Atomic Absorption Spectroscopy is an instrumental analytical technique for measuring the elements (metals and metalloids) in samples through the application of characteristic wavelengths of electromagnetic radiation from a element specific light source. . Individual elements will absorb wavelengths differently. In effect, AAS takes advantage of the different radiation wavelengths that are absorbed by different atoms. It is based on element specific wavelength light absorption induced by exciting ground state atoms so that their characteristic wavelengths are emitted. During excitation, electrons move up one energy level in their respective atoms when those atoms absorb a specific energy. As electrons return to their original energy state, they emit energy in the form of light. These very specific wavelengths give the technique excellent specificity and detection limits. Absorption for each element is specific, no other elements absorb this wavelength.

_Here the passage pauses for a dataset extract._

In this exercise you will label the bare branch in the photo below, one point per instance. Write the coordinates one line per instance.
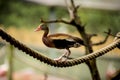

Flame Atomic Absorption Spectroscopy (FAAS)
FAAS relies on atomizing a sample solution in a flame. A beam of light from an element specific light source passes through the flame and into a monochoromator which collminates the light onto the detector to a specific wavelength for maximum absorption of the element. The amount of light absorbed by the flame is inversely proportional to the amount of that element in the sample. Typical detection limits for flame atomic absorption is 10 to 100 ppb.
Graphite Furnace Atomic Absorbance Spectroscopy (GFAAS)
GFAAS is similar to but it differs in that it uses a graphite furnace to atomize the sample, instead of a flame. This technique offers the advantage of greater atomization of the sample, which affords both a lower detection limit and the use of less sample. Typical detection limits for graphite furnace atomic absorption are from 0.05 to 1.0 ppb.